Dexter Skeene, chief executive office (CEO) of the T&T Pro League, has expressed disappointment but has said that there is no need to panic following the pullout of one of the most recognised clubs in the league, San Juan Jabloteh. Jabloteh, four-time Pro League winners, publicly announced its pullout of the competition, seven weeks before the start of the 2012-2013 season, via a press release, on Monday. The club stated that due to financial constraints it has had to suspend the operations of its senior football team “in efforts to restructure operations to bring revenue streams into approximate balance with the expenditure profile.” “It’s disappointing to learn of the decision of one of your long-serving clubs, but when you look at the whole picture, the prevailing economic climate and world football, you understand that this is normal in professional football,” said Skeene.
He further explained: “In Europe you have longstanding clubs, clubs with rich history like Rangers in Scotland having financial problems.
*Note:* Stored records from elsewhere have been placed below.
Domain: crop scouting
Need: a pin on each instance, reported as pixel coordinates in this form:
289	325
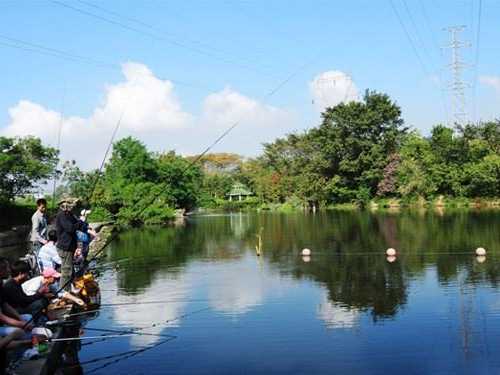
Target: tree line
361	151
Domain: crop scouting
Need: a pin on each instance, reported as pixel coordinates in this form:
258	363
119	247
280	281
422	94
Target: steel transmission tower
457	85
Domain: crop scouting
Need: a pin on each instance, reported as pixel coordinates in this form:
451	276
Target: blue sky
222	58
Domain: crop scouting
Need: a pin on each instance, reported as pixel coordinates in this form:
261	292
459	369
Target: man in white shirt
48	257
47	283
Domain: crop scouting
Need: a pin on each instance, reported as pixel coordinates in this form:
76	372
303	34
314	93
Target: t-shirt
48	256
14	295
31	286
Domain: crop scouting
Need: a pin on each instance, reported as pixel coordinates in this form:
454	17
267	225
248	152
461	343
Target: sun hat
50	272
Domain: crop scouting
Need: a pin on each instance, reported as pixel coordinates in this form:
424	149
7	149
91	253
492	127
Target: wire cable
157	37
476	60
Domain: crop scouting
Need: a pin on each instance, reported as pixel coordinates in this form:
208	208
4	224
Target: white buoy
390	252
481	259
480	251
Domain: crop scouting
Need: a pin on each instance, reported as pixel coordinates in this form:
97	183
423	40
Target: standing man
66	226
38	235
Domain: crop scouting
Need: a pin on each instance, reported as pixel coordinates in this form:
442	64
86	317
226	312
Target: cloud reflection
336	316
140	314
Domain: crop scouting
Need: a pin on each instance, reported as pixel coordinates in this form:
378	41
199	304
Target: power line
457	85
415	51
410	40
69	56
438	49
417	33
476	60
155	36
142	23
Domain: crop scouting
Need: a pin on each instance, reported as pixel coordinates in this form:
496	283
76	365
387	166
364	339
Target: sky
176	74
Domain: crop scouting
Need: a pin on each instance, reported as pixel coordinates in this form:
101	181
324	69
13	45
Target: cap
50	272
67	199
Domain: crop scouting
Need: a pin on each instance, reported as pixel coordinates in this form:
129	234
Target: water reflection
347	258
436	302
336	315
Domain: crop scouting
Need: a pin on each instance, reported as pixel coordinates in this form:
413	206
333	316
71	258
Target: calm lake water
347	309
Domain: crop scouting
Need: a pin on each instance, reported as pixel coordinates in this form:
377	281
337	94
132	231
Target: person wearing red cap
47	283
14	295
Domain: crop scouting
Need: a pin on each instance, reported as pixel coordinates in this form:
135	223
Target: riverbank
440	202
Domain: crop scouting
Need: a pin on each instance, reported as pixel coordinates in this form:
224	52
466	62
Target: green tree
24	162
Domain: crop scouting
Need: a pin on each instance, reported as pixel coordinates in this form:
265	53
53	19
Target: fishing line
63	102
128	331
92	337
70	280
158	324
195	160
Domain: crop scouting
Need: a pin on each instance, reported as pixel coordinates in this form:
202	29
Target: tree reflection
347	251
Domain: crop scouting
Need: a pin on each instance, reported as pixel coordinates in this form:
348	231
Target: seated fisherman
48	257
14	295
10	320
48	280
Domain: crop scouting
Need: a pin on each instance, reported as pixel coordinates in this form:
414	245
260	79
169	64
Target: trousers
66	268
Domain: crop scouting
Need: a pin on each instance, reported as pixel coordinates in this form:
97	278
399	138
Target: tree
24	162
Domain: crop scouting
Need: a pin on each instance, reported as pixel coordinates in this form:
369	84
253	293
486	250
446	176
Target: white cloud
148	107
331	88
257	122
492	81
153	113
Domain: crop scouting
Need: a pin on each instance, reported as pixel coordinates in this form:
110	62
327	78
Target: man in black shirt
66	226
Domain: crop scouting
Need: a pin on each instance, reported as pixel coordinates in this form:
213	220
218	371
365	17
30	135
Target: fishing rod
58	146
195	160
123	357
198	157
127	331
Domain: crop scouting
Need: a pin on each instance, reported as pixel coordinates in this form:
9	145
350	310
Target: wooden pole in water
258	248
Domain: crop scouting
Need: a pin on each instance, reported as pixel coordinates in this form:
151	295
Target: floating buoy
480	251
390	252
481	259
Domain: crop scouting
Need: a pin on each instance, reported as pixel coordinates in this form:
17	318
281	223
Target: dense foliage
137	186
361	151
24	162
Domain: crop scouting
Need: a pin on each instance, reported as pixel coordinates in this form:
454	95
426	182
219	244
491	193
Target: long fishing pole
108	148
59	133
70	280
134	353
223	135
195	160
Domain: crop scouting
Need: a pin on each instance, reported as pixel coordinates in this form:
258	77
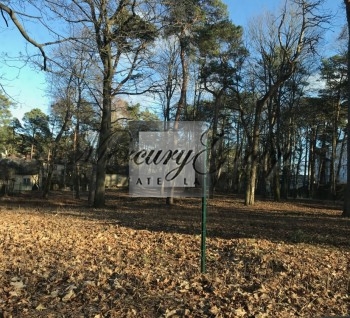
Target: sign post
170	161
204	217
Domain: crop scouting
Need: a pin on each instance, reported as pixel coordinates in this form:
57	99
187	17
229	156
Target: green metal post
204	217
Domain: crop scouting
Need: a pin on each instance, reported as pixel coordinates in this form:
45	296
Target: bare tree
280	43
118	32
346	209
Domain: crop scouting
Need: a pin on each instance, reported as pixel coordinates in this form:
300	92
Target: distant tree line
189	61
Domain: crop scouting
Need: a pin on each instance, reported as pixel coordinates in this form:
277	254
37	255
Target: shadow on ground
312	222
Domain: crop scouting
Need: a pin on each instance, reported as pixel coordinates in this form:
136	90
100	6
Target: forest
272	240
278	132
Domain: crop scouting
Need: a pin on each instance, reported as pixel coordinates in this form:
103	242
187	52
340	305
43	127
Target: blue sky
27	86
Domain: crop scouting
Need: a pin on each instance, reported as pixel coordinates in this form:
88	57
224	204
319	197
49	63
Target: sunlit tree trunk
346	209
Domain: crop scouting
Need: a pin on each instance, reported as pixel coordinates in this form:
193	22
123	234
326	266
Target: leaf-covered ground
138	258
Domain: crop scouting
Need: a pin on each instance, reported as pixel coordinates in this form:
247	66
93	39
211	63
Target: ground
140	258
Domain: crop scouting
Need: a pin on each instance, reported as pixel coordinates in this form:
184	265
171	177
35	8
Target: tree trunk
346	209
252	165
102	153
105	131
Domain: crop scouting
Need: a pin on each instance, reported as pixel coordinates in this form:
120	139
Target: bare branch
23	32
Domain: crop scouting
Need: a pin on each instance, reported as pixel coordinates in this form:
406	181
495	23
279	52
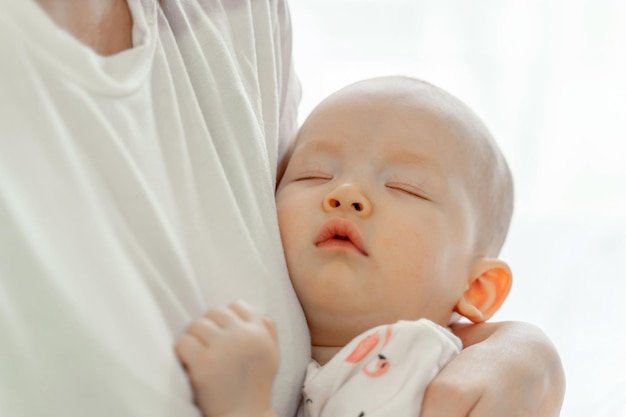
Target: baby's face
375	215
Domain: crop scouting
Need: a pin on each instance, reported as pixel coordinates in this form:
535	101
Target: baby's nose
348	197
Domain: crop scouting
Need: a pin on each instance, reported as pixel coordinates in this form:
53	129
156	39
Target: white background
549	79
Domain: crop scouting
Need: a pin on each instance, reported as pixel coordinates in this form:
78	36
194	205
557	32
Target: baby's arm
231	357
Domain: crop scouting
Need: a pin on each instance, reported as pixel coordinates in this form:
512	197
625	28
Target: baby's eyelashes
410	190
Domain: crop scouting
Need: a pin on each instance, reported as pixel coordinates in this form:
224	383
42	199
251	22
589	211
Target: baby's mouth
342	233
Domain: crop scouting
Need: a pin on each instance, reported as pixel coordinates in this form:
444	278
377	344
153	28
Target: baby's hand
231	357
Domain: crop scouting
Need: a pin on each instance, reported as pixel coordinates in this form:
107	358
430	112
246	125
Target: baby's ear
486	290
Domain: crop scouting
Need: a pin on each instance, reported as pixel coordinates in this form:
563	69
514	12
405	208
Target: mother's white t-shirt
136	191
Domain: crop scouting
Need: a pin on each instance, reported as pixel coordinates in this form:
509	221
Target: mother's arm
505	369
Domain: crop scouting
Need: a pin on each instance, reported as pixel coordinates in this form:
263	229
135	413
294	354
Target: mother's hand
505	369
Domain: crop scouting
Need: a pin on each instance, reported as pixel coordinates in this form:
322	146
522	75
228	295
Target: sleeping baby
393	205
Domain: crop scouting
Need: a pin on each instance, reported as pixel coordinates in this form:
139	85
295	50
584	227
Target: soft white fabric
136	191
382	372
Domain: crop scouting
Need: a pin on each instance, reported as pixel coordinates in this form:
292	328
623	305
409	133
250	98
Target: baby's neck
322	354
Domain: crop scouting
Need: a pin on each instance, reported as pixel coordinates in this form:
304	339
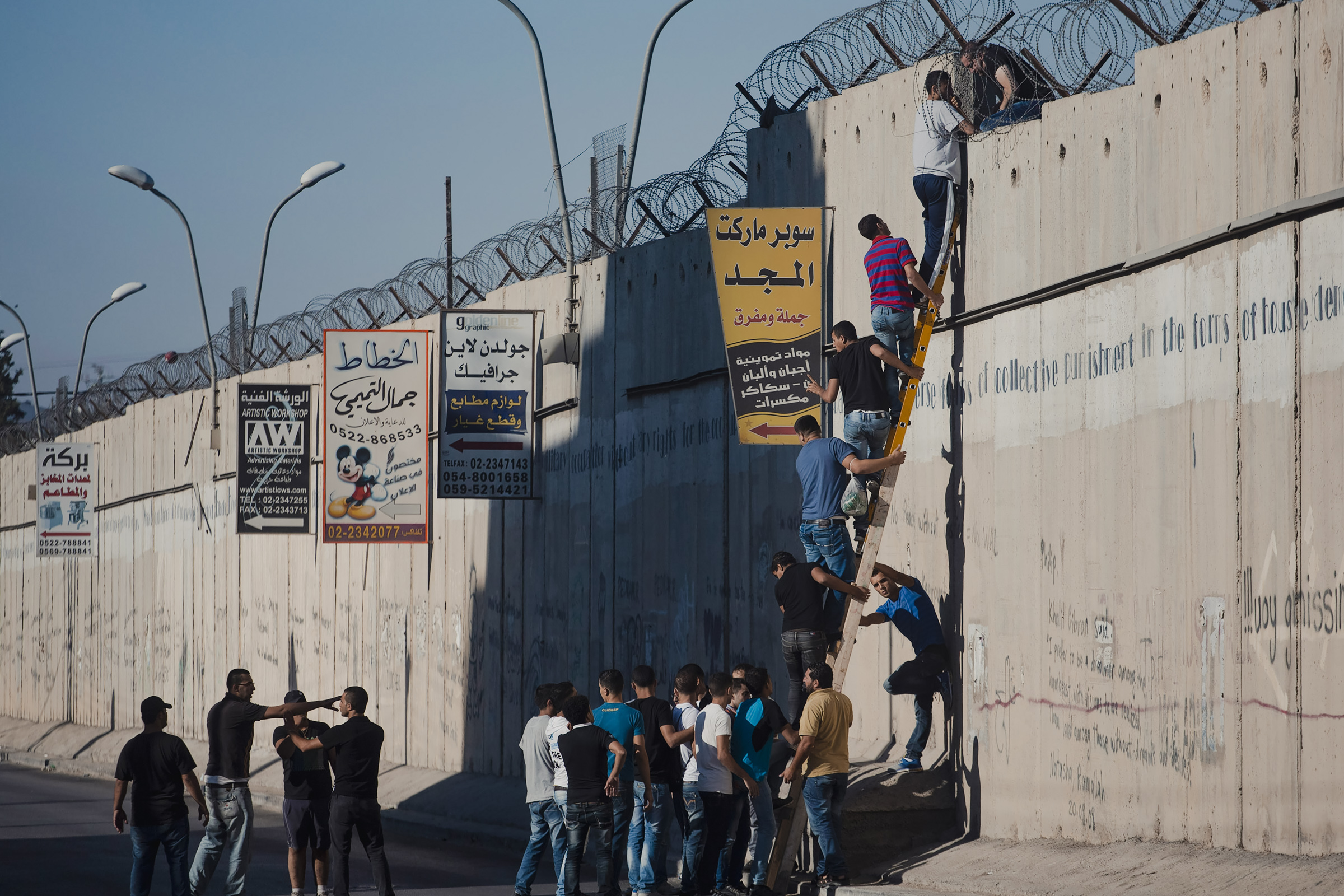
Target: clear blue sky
226	104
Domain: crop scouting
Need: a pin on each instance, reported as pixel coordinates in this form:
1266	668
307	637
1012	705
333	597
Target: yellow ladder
791	827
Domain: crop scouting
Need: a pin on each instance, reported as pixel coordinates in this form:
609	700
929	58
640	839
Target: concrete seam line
1240	228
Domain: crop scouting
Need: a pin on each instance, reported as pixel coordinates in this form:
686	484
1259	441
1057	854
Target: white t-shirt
935	150
558	726
684	718
714	720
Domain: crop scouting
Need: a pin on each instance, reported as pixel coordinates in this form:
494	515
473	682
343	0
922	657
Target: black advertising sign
274	492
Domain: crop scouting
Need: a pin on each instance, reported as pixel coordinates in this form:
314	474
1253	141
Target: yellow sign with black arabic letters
768	272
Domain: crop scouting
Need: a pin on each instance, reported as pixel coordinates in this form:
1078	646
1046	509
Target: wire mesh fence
1063	48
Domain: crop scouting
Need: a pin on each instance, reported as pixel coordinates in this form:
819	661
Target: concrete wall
1126	501
1136	542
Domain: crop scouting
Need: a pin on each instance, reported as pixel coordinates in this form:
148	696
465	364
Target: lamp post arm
265	245
550	129
205	318
85	346
639	105
32	379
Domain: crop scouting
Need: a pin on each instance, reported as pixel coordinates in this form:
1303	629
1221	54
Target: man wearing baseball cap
162	767
308	789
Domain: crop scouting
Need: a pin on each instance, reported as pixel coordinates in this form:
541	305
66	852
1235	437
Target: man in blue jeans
588	810
548	820
160	769
824	752
911	609
857	376
824	466
892	278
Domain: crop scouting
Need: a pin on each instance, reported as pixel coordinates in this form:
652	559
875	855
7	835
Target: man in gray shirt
548	819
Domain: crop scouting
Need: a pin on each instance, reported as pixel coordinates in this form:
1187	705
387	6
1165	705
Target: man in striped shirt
892	273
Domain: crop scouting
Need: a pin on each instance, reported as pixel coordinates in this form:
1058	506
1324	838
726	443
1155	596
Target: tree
10	412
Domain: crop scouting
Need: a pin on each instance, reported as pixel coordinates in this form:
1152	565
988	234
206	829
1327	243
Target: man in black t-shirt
308	790
857	375
800	591
160	767
229	726
355	749
588	809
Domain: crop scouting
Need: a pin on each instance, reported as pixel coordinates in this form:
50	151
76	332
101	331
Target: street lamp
125	289
22	336
147	183
306	180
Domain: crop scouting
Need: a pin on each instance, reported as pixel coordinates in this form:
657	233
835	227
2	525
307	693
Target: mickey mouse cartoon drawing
357	470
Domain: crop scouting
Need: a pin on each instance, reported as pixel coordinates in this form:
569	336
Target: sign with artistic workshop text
489	388
768	272
273	454
68	477
375	436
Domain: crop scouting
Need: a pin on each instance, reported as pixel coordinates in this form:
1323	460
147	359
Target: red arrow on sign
463	445
767	432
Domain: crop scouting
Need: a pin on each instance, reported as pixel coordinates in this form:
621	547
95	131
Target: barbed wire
1065	48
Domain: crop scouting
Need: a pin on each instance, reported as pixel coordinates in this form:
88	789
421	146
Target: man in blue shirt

In the (English) Premiership it’s no different with clubs having financial difficulties. “The Pro League is no different. It’s a relatively young league and the economic climate is challenging here as well. So what has happened to Jabloteh is that they are now looking at restructuring their business operations. It has happened with North East Stars and they have come back now even stronger. Ideally it’s something you would not like to occur, but we are seeing the positive side of it,” said Skeene. “Clubs have to come away from the thinking of just playing football and professional football being just on the field. It is surely enough what you do off the field will redound to your benefit on the field. It is something that we are looking at, and we would continue to have dialogue with Jabloteh to offer suggestions and solutions,” Skeene continued.
Last season Jabloteh finished fifth on the League standings, one of the lowest ranking by the former Caribbean Football Union (CFU) Club Champion, with a new head coach Earl Carter faced with challenging circumstances. According to Skeene, Carter’s roster was probably the thinnest behind St Ann’s Rangers, and according to the former US-based coach, it lacked both financial and personnel resources. “We have to look from within. We have to position ourselves to take advantage of opportunities which may present themselves. The management of the League is looking at ensuring that the League becomes self sustainable and viable in the long term. So we cannot continue to depend on handouts. We must be considered just as any other entertainment business.” “We must bring our product to the fans; we must make it marketable; we must make it something that people want to have in their living rooms, and a product that people want to invest in. But, it’s starting to improve because if we look at a key performance indicator, for instance in terms of our success at the club level, we are seeing now that two top teams (W Connection and Caledonia AIA) qualifying for the CFU Club Championship and we are going on now in the Concacaf (Champions’ League) where we would be playing against MLS teams and the teams in the Mexican league, so the clubs are doing something that is positive.”